While the proposed lab has no links with HLS, SHAC is also taking a keen interest. "Do these people really think that we're going to let the largest primate-neuroscience lab in Europe be built?" Avery asked at the appeal hearing last December. "We will undermine [the university] tactically, financially, with the press, with the tourists. Cambridge will become known as the animal-cruelty capital of the world." A new animal-rights group, SPEAC (Stop Primate Experiments at Cambridge), took shape over the summer. Denying any formal connection to SHAC, speac announced that it holds the entire university culpable in the matter of the primate lab. To apply pressure for the abandonment of the project, SPEAC began leafleting, organizing demos and targeting university departments with letters and periodic e-mail bombardments.
"This is an issue that is bedeviled by polarization," notes Simon Festing, director of public dialogue for the Association of Medical Research Charities. "The antivivisectionists were getting ahead of the game. Scientists are now catching up and becoming a lot more proactive." It is important, he says, for them to emphasize the link between research on animals and helping to relieve human suffering. "Sadly, the number of people who get to visit labs is small," says Festing. "The majority of animals are running around quite happily in their cages."
When Time visited HLS's dog facility earlier this year, 708 beagle puppies were on hand all from controlled breeding stock and with decades of background data behind them. "People think we have a lot of very ill animals on site," says Cass. "We're not injecting animals with aids and seeing if we can cure them. All the animals are healthy." The dozens of alert, tail-wagging puppies in one large room subjects of testing for a potential new anticancer medication appeared to be healthy, frisky and well looked after. But at the end of any testing period, all the animals involved will be killed and forensic examinations will be conducted on them. "We do get some tears at the end of a study," according to Fred, an animal technician who did not want his real name used. "It's no different than working with terminally ill patients."
Because of client confidentiality, HLS declined to elaborate on exactly what was being tested on the puppies, but acknowledged that the majority of substances tested on dogs were pharmaceuticals, veterinary medicines, flea collars or agrochemical products. New compounds are first screened in nonanimal tests, then on rodents, then on dogs, pigs or monkeys. None is for use in cosmetic products.
While much of the vivisection debate focuses on dogs, cats and monkeys animals that are either popular human companions or more like us than fish and mice British statistics for 2002 show that dogs, cats, horses and nonhuman primates were collectively used in less than 1% of the 2.73 million new scientific procedures carried out in the country. The number of new procedures was up by 100,000 4.2% over 2001, and an overwhelming 84% of them involved mice, rats and other rodents, 7% fish, 5% birds and the remainder miscellaneous.

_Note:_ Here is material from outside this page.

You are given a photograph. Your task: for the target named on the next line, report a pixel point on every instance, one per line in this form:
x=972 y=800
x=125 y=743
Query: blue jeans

"Good animal welfare," says Cass, "leads to good science." As for animal rights, "personally, that's not something I can subscribe to. Animals kill a lot more animals than humans do. If animals have rights, they have responsibilities, too. But being an accountant, I'm not much of a philosopher." Avery, who disagrees with Cass on so much else, also shies away from the word rights. "Nobody," he says, "is talking about one puppy, one vote." But as the Cambridge dispute shows, that's about all these two camps agree on.